Almack's according to a Yank

Saturday, September 19, 2009

Loretta reports:

The print I used in my last blog of pretty people dancing at Almack’s reminded me of a puzzler I came upon when researching my last book:

1818 April 16
We were at Almack’s last night. The younger part of the company danced. They were not the most numerous part. Statesmen, cabinet ministers and their ladies, peers, peeresses, and their daughters, foreign ambassadors, and others, were present. In these circles, if all classes do not intermingle, all ages do. Gibbon, writing to Lord Sheffield from Paris, says, that Horace Walpole gave him a letter to Madame du Deffand, ‘an agreeable young lady of eighty-two,’ who had constant suppers at her house, and the best company. There may be seen in society in London, as part of its ornaments, ladies whom I should set down as not much short of that youthful age. It would be doing injustice to the stronger sex, to supposed that they give up sooner.

Richard Rush (U.S. Minister to Great Britain 1817–1825), A Residence at the Court of London

The puzzler was the bit about the “younger part of the company” not being “the most numerous part.” It threw all askew my image of Almack’s as the Marriage Mart. More on this subject next week.

4 comments:

Vanessa Kelly said...

Oh, no! Is another myth about to bite the dust?

Although that might explain why the men found Almack's so boring - besides the lack of strong drink, of course. Maybe there just weren't enough young women to flirt with.
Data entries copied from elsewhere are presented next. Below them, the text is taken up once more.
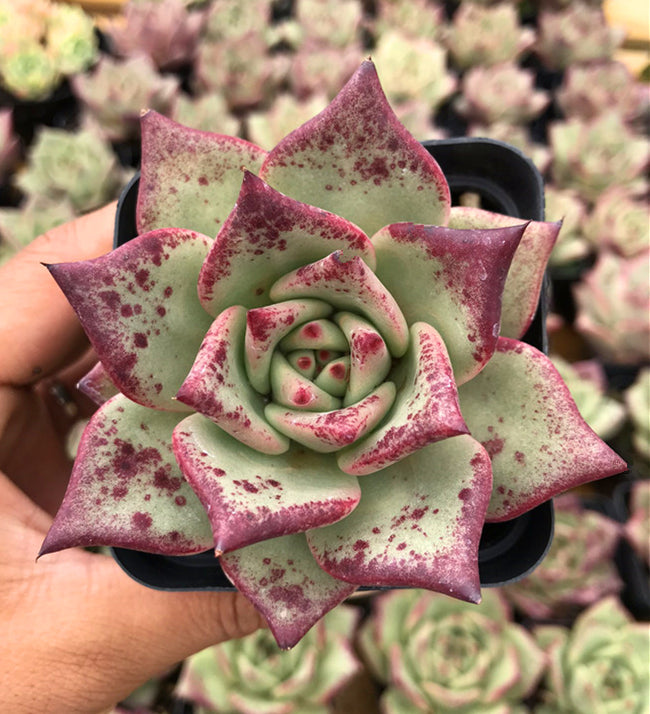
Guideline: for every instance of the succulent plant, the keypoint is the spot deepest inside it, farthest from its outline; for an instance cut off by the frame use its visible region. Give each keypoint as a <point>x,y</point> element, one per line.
<point>637,527</point>
<point>311,386</point>
<point>239,69</point>
<point>78,167</point>
<point>208,112</point>
<point>440,655</point>
<point>500,93</point>
<point>637,400</point>
<point>619,222</point>
<point>487,35</point>
<point>577,34</point>
<point>587,383</point>
<point>167,31</point>
<point>590,157</point>
<point>613,300</point>
<point>413,69</point>
<point>600,665</point>
<point>516,136</point>
<point>566,205</point>
<point>9,144</point>
<point>579,569</point>
<point>38,214</point>
<point>254,675</point>
<point>267,128</point>
<point>590,90</point>
<point>118,90</point>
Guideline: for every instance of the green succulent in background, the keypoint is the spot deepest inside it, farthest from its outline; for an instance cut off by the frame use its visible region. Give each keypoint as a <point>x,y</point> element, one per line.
<point>600,666</point>
<point>637,400</point>
<point>438,655</point>
<point>613,299</point>
<point>593,156</point>
<point>413,69</point>
<point>578,569</point>
<point>587,383</point>
<point>78,167</point>
<point>487,35</point>
<point>254,676</point>
<point>619,222</point>
<point>576,34</point>
<point>567,206</point>
<point>117,91</point>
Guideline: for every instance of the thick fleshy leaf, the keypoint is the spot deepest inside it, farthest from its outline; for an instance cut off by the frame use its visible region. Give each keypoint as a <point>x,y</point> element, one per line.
<point>267,235</point>
<point>325,432</point>
<point>418,524</point>
<point>284,582</point>
<point>370,360</point>
<point>189,178</point>
<point>126,488</point>
<point>348,285</point>
<point>217,386</point>
<point>522,412</point>
<point>250,497</point>
<point>452,280</point>
<point>356,160</point>
<point>266,326</point>
<point>524,282</point>
<point>425,409</point>
<point>138,305</point>
<point>97,385</point>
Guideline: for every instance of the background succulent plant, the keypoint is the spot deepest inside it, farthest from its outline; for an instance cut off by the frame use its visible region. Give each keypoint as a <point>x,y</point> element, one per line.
<point>440,655</point>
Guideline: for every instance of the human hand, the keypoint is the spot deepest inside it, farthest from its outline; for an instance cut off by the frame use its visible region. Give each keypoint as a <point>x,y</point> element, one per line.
<point>77,633</point>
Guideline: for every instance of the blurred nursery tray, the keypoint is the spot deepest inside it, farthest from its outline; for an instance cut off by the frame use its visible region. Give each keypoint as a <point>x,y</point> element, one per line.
<point>507,182</point>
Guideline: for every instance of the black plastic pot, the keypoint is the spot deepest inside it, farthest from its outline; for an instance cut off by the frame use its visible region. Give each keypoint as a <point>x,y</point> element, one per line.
<point>508,183</point>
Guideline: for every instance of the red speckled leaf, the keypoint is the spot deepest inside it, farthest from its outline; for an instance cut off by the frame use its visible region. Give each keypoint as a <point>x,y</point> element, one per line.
<point>217,386</point>
<point>425,409</point>
<point>356,160</point>
<point>97,385</point>
<point>282,579</point>
<point>189,178</point>
<point>138,305</point>
<point>348,285</point>
<point>452,280</point>
<point>524,282</point>
<point>418,523</point>
<point>267,235</point>
<point>522,412</point>
<point>126,489</point>
<point>250,497</point>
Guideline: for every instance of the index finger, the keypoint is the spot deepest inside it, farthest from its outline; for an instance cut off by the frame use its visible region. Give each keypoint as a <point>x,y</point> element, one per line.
<point>39,332</point>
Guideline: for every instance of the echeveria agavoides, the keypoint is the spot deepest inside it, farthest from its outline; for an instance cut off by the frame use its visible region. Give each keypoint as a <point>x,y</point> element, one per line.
<point>303,411</point>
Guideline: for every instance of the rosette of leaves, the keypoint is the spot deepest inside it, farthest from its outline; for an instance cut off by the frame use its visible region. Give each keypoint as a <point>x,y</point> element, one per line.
<point>590,157</point>
<point>619,222</point>
<point>600,665</point>
<point>413,69</point>
<point>593,89</point>
<point>501,93</point>
<point>587,383</point>
<point>637,400</point>
<point>613,300</point>
<point>637,526</point>
<point>253,675</point>
<point>167,31</point>
<point>438,655</point>
<point>567,206</point>
<point>579,569</point>
<point>79,167</point>
<point>307,411</point>
<point>486,35</point>
<point>117,91</point>
<point>576,34</point>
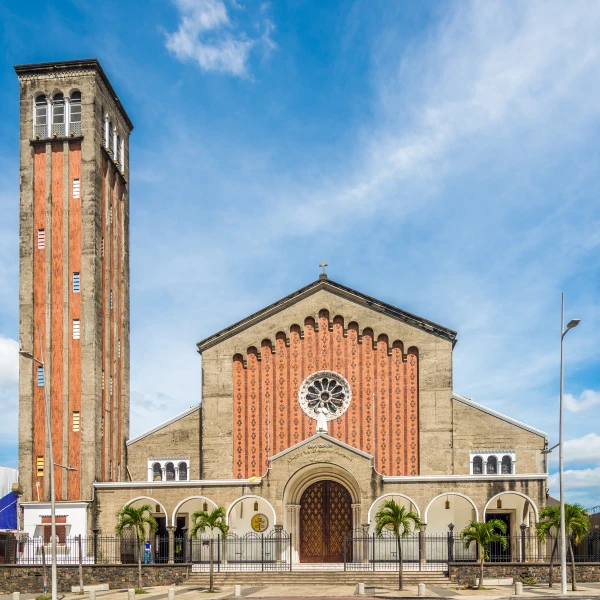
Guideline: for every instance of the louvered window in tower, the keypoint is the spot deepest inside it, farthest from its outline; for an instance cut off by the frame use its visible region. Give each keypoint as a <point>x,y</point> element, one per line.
<point>40,376</point>
<point>41,117</point>
<point>75,114</point>
<point>58,115</point>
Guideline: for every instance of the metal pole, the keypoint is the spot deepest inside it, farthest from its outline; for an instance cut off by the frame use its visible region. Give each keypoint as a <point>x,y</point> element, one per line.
<point>563,545</point>
<point>51,468</point>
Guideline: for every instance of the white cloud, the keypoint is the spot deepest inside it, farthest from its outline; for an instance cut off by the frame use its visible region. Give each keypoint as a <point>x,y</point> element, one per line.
<point>587,399</point>
<point>207,35</point>
<point>9,362</point>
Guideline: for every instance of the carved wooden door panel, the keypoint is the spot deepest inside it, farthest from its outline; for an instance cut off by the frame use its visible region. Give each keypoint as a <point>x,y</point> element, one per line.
<point>325,516</point>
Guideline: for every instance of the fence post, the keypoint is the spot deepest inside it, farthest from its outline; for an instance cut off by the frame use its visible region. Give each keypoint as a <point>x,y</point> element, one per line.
<point>95,531</point>
<point>373,551</point>
<point>451,542</point>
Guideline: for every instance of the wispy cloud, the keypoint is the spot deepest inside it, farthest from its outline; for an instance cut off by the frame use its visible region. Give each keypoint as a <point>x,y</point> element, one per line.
<point>207,35</point>
<point>586,400</point>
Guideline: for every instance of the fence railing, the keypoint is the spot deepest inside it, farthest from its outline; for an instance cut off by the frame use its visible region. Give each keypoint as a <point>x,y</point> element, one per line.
<point>274,551</point>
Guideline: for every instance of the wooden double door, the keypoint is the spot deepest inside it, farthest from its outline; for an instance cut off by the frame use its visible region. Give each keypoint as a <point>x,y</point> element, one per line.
<point>325,516</point>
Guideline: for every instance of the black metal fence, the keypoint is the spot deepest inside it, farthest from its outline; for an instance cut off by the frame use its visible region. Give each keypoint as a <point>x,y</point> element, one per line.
<point>273,551</point>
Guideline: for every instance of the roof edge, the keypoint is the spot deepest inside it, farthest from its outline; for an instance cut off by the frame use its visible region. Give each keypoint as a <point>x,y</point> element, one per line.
<point>70,65</point>
<point>499,415</point>
<point>164,424</point>
<point>340,290</point>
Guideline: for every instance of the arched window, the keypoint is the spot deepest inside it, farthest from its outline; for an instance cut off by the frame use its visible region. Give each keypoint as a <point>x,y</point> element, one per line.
<point>58,115</point>
<point>75,114</point>
<point>41,116</point>
<point>182,472</point>
<point>170,469</point>
<point>110,137</point>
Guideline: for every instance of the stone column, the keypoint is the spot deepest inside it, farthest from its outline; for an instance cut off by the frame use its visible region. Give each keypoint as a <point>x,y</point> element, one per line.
<point>171,532</point>
<point>293,523</point>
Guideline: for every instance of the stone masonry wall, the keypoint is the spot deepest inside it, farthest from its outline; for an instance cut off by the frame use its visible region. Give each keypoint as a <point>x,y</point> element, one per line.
<point>464,574</point>
<point>30,580</point>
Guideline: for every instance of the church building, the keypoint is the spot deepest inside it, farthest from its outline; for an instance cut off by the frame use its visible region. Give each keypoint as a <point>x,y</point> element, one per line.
<point>314,410</point>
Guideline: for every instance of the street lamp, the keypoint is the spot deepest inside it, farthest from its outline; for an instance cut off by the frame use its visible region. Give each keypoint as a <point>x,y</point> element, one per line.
<point>563,538</point>
<point>29,355</point>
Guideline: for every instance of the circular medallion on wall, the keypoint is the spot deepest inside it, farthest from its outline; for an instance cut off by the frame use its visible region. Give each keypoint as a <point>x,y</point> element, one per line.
<point>326,390</point>
<point>259,523</point>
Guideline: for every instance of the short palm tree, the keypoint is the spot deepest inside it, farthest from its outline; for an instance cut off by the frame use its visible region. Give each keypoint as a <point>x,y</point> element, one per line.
<point>398,520</point>
<point>140,521</point>
<point>483,534</point>
<point>204,520</point>
<point>577,526</point>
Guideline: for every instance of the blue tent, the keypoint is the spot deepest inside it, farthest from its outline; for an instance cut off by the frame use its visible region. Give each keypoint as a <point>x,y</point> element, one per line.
<point>8,511</point>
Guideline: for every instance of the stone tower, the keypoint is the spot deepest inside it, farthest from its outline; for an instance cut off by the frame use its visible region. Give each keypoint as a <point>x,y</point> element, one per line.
<point>74,277</point>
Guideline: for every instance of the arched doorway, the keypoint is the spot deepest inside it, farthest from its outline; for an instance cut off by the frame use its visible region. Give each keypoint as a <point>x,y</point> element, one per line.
<point>325,516</point>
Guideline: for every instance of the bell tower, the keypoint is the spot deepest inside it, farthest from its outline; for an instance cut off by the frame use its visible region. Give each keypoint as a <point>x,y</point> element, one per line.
<point>74,277</point>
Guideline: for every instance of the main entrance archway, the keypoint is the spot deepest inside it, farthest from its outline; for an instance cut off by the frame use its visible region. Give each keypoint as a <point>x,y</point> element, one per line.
<point>325,516</point>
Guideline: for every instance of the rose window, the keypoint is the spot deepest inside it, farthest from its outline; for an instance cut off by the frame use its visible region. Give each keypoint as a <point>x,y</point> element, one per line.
<point>325,390</point>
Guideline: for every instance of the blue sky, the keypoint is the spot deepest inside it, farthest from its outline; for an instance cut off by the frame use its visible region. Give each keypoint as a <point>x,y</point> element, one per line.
<point>440,156</point>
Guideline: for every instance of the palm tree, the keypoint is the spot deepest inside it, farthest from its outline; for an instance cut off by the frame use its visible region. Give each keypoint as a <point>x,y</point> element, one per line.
<point>137,519</point>
<point>204,520</point>
<point>577,526</point>
<point>483,534</point>
<point>549,521</point>
<point>399,520</point>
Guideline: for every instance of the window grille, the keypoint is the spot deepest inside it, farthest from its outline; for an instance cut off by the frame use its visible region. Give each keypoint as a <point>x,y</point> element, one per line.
<point>41,116</point>
<point>58,115</point>
<point>75,115</point>
<point>182,472</point>
<point>506,465</point>
<point>40,377</point>
<point>170,471</point>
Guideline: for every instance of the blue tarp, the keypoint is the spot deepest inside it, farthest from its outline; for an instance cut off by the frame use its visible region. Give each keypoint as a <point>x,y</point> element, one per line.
<point>8,511</point>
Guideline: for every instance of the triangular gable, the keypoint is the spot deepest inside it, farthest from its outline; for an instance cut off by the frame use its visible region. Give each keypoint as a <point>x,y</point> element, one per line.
<point>322,436</point>
<point>339,290</point>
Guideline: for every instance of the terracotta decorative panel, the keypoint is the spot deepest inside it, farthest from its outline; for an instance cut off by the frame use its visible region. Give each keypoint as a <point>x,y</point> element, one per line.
<point>383,416</point>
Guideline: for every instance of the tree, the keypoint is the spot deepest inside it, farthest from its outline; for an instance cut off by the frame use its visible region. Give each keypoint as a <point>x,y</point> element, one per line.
<point>138,520</point>
<point>204,520</point>
<point>396,518</point>
<point>577,526</point>
<point>483,534</point>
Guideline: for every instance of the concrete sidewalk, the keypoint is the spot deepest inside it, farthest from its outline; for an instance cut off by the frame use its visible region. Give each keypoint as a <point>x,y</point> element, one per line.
<point>187,592</point>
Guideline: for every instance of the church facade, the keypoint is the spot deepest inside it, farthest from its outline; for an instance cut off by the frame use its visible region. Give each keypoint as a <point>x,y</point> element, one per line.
<point>316,410</point>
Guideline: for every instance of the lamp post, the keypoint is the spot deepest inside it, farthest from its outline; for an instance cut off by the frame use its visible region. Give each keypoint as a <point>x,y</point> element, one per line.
<point>563,542</point>
<point>52,464</point>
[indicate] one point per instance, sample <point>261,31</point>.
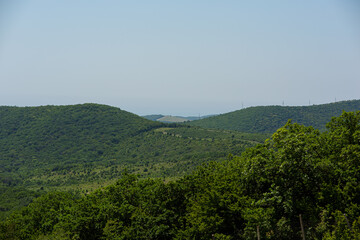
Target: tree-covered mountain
<point>83,147</point>
<point>300,184</point>
<point>267,119</point>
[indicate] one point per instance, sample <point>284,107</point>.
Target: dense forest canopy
<point>299,171</point>
<point>267,119</point>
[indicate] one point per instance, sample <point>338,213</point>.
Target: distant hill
<point>82,147</point>
<point>173,119</point>
<point>267,119</point>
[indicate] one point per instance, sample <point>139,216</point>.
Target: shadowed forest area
<point>298,171</point>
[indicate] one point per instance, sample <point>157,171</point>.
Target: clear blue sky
<point>179,57</point>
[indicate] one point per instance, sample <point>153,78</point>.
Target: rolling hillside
<point>267,119</point>
<point>83,147</point>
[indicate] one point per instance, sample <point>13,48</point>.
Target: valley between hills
<point>228,173</point>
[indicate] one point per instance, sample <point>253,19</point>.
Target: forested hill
<point>82,147</point>
<point>267,119</point>
<point>82,131</point>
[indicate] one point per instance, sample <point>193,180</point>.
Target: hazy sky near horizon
<point>179,57</point>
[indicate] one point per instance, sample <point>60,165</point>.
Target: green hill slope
<point>267,119</point>
<point>83,147</point>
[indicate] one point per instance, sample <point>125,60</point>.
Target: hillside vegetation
<point>301,178</point>
<point>83,147</point>
<point>267,119</point>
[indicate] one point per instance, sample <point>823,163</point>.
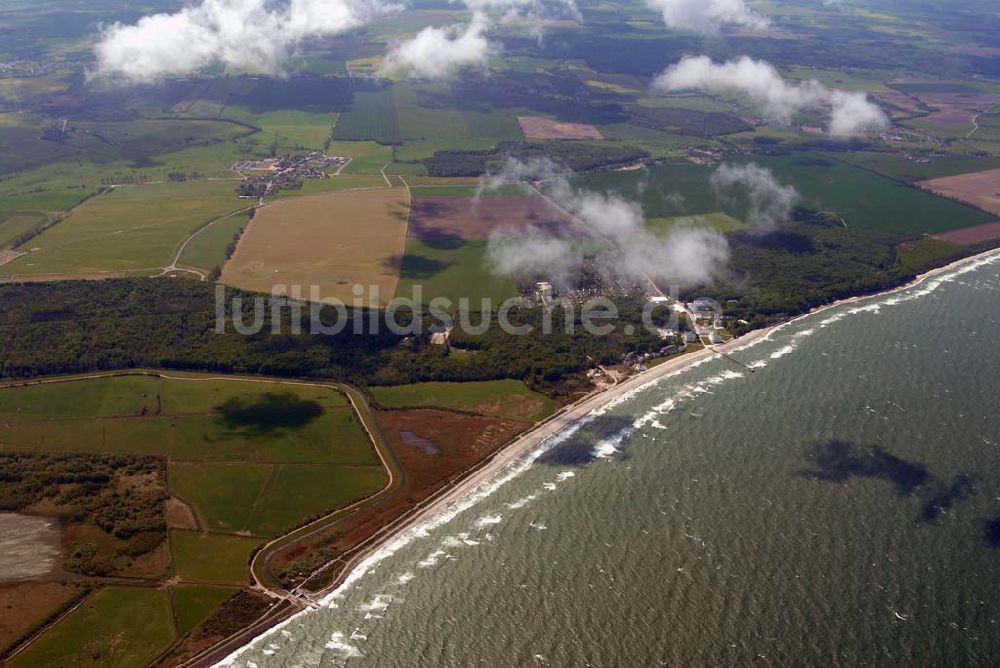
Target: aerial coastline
<point>452,496</point>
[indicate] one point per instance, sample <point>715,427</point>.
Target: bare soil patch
<point>333,240</point>
<point>439,219</point>
<point>546,128</point>
<point>980,189</point>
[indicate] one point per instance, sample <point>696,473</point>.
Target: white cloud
<point>851,112</point>
<point>707,16</point>
<point>251,35</point>
<point>437,53</point>
<point>684,256</point>
<point>768,202</point>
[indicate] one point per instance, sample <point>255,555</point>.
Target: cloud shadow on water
<point>961,488</point>
<point>840,461</point>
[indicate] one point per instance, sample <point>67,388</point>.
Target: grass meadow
<point>117,626</point>
<point>193,604</point>
<point>246,456</point>
<point>453,271</point>
<point>129,229</point>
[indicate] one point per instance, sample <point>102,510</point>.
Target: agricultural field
<point>22,214</point>
<point>194,604</point>
<point>372,116</point>
<point>867,201</point>
<point>534,127</point>
<point>454,270</point>
<point>132,229</point>
<point>240,453</point>
<point>333,241</point>
<point>936,167</point>
<point>207,250</point>
<point>117,626</point>
<point>250,460</point>
<point>26,605</point>
<point>862,198</point>
<point>718,221</point>
<point>211,557</point>
<point>980,189</point>
<point>446,250</point>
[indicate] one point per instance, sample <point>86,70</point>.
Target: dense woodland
<point>123,495</point>
<point>815,261</point>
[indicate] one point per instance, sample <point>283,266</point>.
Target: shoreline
<point>529,441</point>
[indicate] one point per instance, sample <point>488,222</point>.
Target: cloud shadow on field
<point>268,412</point>
<point>416,267</point>
<point>578,450</point>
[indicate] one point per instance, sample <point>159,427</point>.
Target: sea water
<point>831,506</point>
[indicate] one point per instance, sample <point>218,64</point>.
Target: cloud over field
<point>437,53</point>
<point>767,201</point>
<point>252,35</point>
<point>440,52</point>
<point>708,16</point>
<point>850,112</point>
<point>683,256</point>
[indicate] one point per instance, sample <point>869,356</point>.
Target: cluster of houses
<point>284,173</point>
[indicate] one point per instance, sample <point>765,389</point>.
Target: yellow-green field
<point>130,229</point>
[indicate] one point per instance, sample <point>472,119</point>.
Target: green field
<point>421,116</point>
<point>194,604</point>
<point>212,557</point>
<point>208,249</point>
<point>900,168</point>
<point>367,157</point>
<point>868,201</point>
<point>21,214</point>
<point>864,199</point>
<point>373,116</point>
<point>488,397</point>
<point>718,221</point>
<point>117,626</point>
<point>469,191</point>
<point>133,228</point>
<point>453,272</point>
<point>334,184</point>
<point>247,456</point>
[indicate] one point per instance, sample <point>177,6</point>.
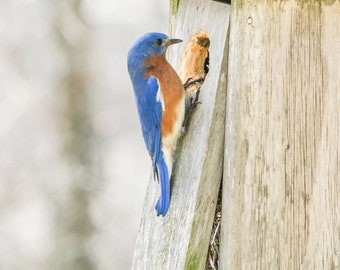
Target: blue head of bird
<point>148,45</point>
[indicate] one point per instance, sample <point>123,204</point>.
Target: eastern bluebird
<point>160,100</point>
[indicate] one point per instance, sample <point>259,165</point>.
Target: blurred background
<point>73,166</point>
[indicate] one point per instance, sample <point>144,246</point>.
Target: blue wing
<point>150,115</point>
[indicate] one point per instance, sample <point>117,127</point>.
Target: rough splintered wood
<point>194,67</point>
<point>180,240</point>
<point>281,191</point>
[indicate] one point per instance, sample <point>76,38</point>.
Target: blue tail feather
<point>163,203</point>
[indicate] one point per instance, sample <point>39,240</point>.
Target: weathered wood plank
<point>180,239</point>
<point>282,168</point>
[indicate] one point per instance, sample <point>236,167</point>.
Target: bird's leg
<point>190,81</point>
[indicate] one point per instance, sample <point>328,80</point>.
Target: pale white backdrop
<point>42,42</point>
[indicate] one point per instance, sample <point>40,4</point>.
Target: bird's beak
<point>171,41</point>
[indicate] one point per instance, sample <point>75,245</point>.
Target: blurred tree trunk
<point>73,223</point>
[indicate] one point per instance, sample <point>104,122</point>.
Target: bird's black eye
<point>158,41</point>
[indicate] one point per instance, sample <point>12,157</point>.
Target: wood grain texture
<point>281,206</point>
<point>180,240</point>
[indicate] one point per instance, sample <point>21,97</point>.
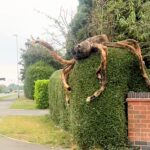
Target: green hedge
<point>103,122</point>
<point>37,71</point>
<point>58,110</point>
<point>41,93</point>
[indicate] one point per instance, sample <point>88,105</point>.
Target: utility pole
<point>17,50</point>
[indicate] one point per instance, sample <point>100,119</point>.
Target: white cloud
<point>19,17</point>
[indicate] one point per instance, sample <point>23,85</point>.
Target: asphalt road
<point>6,111</point>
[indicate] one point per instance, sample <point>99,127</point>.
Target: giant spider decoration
<point>94,44</point>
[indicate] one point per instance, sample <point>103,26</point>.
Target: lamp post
<point>17,50</point>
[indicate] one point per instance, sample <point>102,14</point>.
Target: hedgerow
<point>41,93</point>
<point>104,121</point>
<point>59,112</point>
<point>37,71</point>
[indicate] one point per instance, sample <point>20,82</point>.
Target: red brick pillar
<point>139,119</point>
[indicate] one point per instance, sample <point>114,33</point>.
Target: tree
<point>33,54</point>
<point>79,26</point>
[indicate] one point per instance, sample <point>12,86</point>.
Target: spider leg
<point>135,49</point>
<point>101,72</point>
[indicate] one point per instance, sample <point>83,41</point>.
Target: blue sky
<point>19,17</point>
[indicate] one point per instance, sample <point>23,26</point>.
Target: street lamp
<point>2,79</point>
<point>17,50</point>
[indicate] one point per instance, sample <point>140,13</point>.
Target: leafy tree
<point>35,53</point>
<point>38,71</point>
<point>79,26</point>
<point>2,88</point>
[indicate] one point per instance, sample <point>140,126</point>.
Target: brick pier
<point>139,119</point>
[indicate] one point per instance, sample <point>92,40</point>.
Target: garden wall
<point>139,119</point>
<point>102,123</point>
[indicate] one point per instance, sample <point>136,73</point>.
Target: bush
<point>102,122</point>
<point>37,71</point>
<point>41,93</point>
<point>58,110</point>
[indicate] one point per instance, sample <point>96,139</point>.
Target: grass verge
<point>23,103</point>
<point>7,96</point>
<point>35,129</point>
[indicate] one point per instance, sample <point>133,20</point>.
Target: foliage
<point>58,110</point>
<point>41,93</point>
<point>122,19</point>
<point>37,71</point>
<point>79,26</point>
<point>35,53</point>
<point>103,122</point>
<point>2,88</point>
<point>23,103</point>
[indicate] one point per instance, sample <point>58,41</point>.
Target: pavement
<point>6,111</point>
<point>7,143</point>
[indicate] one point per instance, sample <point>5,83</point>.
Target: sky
<point>19,17</point>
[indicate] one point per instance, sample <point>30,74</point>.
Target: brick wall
<point>139,119</point>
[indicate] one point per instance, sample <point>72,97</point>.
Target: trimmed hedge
<point>41,93</point>
<point>103,122</point>
<point>59,112</point>
<point>37,71</point>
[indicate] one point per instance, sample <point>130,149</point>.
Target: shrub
<point>41,93</point>
<point>37,71</point>
<point>102,122</point>
<point>58,110</point>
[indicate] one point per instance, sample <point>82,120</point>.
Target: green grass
<point>35,129</point>
<point>23,103</point>
<point>7,96</point>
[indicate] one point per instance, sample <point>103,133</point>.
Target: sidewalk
<point>6,111</point>
<point>13,144</point>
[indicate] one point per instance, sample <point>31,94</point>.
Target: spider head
<point>82,50</point>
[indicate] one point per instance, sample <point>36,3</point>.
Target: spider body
<point>85,49</point>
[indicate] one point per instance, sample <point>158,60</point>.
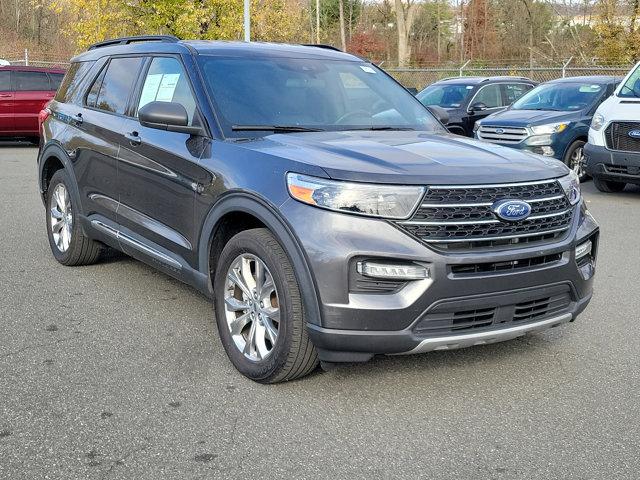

Isabella Bradford/Susan Holloway Scott said...

It also makes you wonder why this seems so remarkable to Mr. Rush. Is the life expectancy that much shorter back in Philadelphia that older ladies are a rarity worth noting? Or are they not permitted to show themselves in society after a certain age?

Vanessa Kelly said...

Susan, I guess even back then Americans were obsessed with looking youthful! At least if Mr. Rush is any indication.

Isabella Bradford/Susan Holloway Scott said...

Vanessa, at least when he's being amazed by an older woman, she really IS an older woman ('an agreeable young lady of eighty-two') So often when reading long-ago male opinions, they'll be dissing some lady as being doddering and withered -- and it turns out the poor woman in question is a whopping twenty-five!